Setiap tahun pendidik khususnya di sekolah agama seperti MI, MTs, MA, maupun di
sekolah Umum bahkan perguruan tinggi masih mendapati peserta didik yang belum
bisa mengaji. Padahal sudah banyak ustadz/ustadzah di mesjid maupun mushola yang
mengajar mengaji.Dan apabila mendapati siswa yang belum tahu mengaji pastinya
pendidik mengajari menggunakan Iqro, memberi motivasi serta menyuruh keTPQ
terdekat. Akan tetapi kurangnya dorongan keluarga dirumah mengakibatkan Peserta
didik malas pergi belajar mengaji.
2. Peserta didik Sering berkata kotor
Begitu besarnya pengaruh lingkungan Peserta didik sehingga Sering kali guru
disekolah mendapati siswa/I yang berkata kotor seperti menyebutkan nama-nama
hewan, berkata kasar atau semacamnya padahal tentu disekolah pendidik tidak pernah
mengajari demikian dan bahkan mengajarkan akhlak-akhlak baik.
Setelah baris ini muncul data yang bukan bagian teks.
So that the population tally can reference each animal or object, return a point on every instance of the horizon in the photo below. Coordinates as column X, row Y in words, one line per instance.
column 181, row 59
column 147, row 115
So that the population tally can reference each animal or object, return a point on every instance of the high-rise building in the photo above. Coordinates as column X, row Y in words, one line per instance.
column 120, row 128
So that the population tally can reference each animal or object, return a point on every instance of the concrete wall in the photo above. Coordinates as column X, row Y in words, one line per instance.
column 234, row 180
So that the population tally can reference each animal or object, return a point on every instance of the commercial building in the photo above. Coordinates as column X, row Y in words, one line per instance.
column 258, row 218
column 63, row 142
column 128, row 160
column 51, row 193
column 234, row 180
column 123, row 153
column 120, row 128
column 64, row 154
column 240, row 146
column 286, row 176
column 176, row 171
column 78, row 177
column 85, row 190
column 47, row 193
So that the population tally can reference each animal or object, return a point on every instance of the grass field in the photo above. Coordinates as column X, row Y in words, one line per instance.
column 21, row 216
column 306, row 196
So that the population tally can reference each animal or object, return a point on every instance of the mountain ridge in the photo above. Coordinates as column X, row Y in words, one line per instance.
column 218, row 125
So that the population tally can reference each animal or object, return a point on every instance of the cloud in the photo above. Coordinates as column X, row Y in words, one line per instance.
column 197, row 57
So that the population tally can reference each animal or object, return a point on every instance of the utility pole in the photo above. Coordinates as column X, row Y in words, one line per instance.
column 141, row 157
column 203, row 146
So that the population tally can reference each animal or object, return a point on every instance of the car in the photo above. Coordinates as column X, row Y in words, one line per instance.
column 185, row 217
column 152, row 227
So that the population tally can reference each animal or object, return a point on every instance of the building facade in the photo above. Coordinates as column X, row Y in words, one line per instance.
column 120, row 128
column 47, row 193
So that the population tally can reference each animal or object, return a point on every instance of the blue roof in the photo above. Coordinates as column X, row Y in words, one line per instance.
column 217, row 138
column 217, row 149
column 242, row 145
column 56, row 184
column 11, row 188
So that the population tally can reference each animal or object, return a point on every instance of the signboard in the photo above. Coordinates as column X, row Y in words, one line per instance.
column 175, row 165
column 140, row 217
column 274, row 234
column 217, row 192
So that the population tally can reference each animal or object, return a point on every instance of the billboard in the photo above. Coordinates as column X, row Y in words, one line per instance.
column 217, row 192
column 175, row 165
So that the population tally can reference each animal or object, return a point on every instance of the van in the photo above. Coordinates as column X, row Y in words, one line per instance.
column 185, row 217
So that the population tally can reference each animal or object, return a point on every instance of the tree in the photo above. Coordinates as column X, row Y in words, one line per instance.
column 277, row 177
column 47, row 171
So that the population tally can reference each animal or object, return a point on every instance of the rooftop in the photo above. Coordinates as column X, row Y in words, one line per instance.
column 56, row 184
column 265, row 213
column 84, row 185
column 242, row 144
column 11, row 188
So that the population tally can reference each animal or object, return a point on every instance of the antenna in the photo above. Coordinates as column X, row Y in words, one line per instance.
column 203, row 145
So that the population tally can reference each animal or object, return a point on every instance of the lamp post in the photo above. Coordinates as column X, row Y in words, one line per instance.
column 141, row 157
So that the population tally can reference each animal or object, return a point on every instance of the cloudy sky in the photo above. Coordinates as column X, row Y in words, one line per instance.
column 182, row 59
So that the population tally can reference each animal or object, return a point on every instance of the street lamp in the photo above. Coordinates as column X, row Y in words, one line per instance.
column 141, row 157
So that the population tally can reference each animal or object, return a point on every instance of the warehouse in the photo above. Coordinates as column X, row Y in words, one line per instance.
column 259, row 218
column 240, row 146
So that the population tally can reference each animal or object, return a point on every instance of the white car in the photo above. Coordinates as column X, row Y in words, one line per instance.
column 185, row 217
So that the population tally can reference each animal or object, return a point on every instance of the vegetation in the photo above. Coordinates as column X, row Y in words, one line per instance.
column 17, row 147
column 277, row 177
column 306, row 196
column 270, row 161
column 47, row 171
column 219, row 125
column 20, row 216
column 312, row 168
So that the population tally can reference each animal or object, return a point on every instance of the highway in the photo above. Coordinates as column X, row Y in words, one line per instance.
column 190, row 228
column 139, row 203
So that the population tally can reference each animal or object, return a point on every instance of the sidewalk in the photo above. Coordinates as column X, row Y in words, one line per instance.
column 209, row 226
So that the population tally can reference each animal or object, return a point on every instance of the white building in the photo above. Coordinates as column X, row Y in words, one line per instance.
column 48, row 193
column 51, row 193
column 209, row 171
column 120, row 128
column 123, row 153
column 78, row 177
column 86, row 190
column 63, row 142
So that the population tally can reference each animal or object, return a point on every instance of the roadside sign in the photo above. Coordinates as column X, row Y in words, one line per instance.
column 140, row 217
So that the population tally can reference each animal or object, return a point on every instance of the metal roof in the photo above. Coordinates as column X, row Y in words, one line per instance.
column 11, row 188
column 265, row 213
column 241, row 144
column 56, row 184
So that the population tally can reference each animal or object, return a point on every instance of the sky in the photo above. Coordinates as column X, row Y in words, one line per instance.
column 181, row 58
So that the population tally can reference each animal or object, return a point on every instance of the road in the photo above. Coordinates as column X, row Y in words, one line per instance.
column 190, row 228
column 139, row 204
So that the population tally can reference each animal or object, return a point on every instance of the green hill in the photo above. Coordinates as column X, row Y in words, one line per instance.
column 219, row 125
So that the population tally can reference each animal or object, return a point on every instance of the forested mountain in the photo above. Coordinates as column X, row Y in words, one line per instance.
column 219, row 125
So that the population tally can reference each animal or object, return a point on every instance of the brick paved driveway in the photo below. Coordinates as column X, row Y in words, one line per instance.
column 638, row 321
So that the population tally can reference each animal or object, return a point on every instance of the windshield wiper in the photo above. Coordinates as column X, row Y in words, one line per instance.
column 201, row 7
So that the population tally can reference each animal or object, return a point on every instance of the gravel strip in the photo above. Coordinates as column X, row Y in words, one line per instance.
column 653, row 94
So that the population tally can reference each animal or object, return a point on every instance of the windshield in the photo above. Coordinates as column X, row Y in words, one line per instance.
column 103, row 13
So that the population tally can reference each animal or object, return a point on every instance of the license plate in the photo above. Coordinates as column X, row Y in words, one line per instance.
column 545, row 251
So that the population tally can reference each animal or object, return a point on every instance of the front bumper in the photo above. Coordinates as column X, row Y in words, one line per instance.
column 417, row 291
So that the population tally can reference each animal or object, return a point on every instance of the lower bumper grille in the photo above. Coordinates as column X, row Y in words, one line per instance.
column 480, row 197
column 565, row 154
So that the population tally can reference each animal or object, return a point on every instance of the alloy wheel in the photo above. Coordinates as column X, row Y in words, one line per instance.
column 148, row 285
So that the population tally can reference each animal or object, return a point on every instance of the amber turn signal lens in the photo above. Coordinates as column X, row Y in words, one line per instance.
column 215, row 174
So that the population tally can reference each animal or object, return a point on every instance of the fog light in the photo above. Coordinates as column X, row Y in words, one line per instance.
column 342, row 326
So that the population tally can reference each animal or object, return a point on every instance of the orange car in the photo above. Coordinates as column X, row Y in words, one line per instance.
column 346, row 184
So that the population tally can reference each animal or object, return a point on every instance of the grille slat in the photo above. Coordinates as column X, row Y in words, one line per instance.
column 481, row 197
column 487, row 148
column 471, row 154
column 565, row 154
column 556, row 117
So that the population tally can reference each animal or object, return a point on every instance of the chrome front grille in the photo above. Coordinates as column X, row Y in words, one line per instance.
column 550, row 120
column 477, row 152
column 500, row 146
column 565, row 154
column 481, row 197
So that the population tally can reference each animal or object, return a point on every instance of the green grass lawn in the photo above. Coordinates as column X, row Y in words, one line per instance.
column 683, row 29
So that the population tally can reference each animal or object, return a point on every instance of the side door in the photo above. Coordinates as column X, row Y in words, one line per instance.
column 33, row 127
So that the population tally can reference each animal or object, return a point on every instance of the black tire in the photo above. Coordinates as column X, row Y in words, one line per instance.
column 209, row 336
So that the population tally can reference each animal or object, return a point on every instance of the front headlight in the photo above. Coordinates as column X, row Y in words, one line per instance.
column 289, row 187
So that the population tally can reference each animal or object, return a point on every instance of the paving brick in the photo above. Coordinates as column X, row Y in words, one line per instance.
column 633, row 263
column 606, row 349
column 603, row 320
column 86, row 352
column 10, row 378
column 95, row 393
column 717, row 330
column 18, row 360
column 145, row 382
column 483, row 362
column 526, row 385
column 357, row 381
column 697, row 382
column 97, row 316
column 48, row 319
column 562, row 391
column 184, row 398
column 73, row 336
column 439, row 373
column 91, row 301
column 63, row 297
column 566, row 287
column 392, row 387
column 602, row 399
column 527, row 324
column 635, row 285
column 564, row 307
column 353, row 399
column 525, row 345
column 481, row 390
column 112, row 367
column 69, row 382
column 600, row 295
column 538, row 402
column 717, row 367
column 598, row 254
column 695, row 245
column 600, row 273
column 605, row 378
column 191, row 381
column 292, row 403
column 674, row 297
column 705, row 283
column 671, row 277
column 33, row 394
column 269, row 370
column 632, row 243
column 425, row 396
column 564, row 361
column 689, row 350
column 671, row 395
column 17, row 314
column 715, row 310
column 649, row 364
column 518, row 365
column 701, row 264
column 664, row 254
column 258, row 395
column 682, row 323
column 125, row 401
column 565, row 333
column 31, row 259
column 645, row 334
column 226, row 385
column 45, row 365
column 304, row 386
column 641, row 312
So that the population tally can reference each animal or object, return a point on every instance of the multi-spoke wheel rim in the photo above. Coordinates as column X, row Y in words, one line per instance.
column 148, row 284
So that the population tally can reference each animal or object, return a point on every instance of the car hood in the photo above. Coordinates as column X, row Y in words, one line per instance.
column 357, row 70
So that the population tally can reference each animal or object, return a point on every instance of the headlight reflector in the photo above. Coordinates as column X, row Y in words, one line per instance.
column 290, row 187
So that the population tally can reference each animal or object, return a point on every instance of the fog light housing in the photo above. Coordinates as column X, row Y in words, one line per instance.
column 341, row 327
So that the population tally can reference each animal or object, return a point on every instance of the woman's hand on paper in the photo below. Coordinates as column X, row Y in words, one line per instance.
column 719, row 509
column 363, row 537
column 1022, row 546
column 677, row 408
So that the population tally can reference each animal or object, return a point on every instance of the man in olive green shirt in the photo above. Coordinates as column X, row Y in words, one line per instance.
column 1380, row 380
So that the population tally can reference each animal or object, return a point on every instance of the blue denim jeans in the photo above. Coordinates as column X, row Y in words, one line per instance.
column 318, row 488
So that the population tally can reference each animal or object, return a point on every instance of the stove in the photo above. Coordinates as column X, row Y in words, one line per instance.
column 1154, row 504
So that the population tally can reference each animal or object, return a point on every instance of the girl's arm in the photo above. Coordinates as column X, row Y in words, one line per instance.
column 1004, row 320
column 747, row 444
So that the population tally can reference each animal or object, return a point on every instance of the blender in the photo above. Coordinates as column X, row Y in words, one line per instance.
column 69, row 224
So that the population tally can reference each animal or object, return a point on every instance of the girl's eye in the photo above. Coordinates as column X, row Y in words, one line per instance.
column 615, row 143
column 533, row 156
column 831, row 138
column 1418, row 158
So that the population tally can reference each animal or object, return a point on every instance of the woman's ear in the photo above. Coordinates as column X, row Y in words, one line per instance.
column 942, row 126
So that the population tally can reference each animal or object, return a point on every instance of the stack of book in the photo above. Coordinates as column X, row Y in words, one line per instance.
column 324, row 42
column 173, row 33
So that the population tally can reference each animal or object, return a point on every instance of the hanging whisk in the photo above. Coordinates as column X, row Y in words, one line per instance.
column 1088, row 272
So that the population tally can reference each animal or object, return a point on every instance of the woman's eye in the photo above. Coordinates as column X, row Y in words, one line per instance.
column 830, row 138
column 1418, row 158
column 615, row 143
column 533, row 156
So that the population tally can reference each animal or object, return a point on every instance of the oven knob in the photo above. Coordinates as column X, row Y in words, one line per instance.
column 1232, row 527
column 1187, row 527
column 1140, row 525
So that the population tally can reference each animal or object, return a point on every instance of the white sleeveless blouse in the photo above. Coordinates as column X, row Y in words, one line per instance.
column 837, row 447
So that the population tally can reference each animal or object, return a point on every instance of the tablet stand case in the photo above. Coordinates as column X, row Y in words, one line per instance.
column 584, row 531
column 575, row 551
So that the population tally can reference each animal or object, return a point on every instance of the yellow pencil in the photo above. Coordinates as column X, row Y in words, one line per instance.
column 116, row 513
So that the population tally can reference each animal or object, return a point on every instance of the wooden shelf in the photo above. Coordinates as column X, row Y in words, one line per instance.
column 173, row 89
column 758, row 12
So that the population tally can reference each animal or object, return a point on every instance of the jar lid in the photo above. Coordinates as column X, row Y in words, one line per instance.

Sudah barang tentu
mereka mendapati itu dari lingkungan keluarga maupun masyarakat yang menjadi
tempat pergaulan peserta didik dalam keseharian
3. Penggunaan Tekhnologi yang kurang pengawasan dari orang tua
Dengan perkemangan Tekhnologi yang semakin canggih sedikit banyaknya membawa
pengaruh yang sangat besar terhadap perkebangan peserta didik ,apalagi ketika
pengawasan orang tua yang kurang terhadap anaknya,pengaruh bisa kepada pergaulan
bebas, perkataan yang kotor ataupun hal-hal lainnya

Banyaknya kasus seperti ini membuat pendidikan di Papua khususnya di Kab Teluk
Bintuni kurang berkembang. Belum lagi lingkungan masyarakat yang cukup kental dengan
tradisi dan adat yang jauh dari kata pendidikan agama Islam. Pendidik selalu memberikan arahan
dan ilmu disekolah tentang akhlak yang baik, larangan-larangan dalam Islam, serta pentingnya
belajar agama Islam. akan tetapi hal itu kuat jika mendapat dukungan dari lingkungan keluarga
maupun masyarakat begitupun sebaliknya. Bagi menghadapi tantangan ini, maka tidak ada
pilihan bagi lembaga pendidikan kecuali adanya kerja sama antara lingkungan keluarga,
masyarakat dan sekolah.

Lingkungan adalah salah satu faktor yang paling besar pengaruhnya bagi pendidikan.
Lingkungan mempengaruhi perkembangan karakter anak. Bila anak tumbuh dan berkembang di
lingkungan yang baik, santun, dan taat beragama maka anak pun akan tercetak menjadi pribadi
yang baik. Tetapi sebaliknya, pengaruh buruk dari lingkungan juga merupakan kebiasaan yang
mudah menular, oleh karena itu orang tua harus benar-benar memperhatikan pengaruh
lingkungan terhadap pendidikan anak.

Keluarga lingkungan awal dan terdekat anak pada masa tumbuh kembangnya, sementara
orang tua menjadi teladan pertamanya. Untuk itu, orang tua harus menjaga sikap karena itu yang
akan ditiru oleh anak. SIkap yang baik dari orang tua akan turut serta menanamkan kebiasaan
baik di rumah, misalnya taat beribadah, berkata sopan, menjaga kebersihan, dan lain sebagainya.
Kebiasaan-kebiasaan baik yang telah ditanamkan semenjak dini akan terpatri dalam dirinya
sehingga tidak akan hilang walaupun si Anak sudah tumbuh dewasa.
“Kita minta dukungan dan Perannya dari pemerintah Daerah dan Pemerintah pusat baik secara
materi maupun moril untuk memperhatikan tentang perkembangan Pendidikan Islam di Papua
Barat Khususnya Kab Teluk Bintuni. Agar Tantangan, Kendala dan Realita yang terjadi dapat
teratasi dan segala masalah yang terjadi dapat di selesaikan.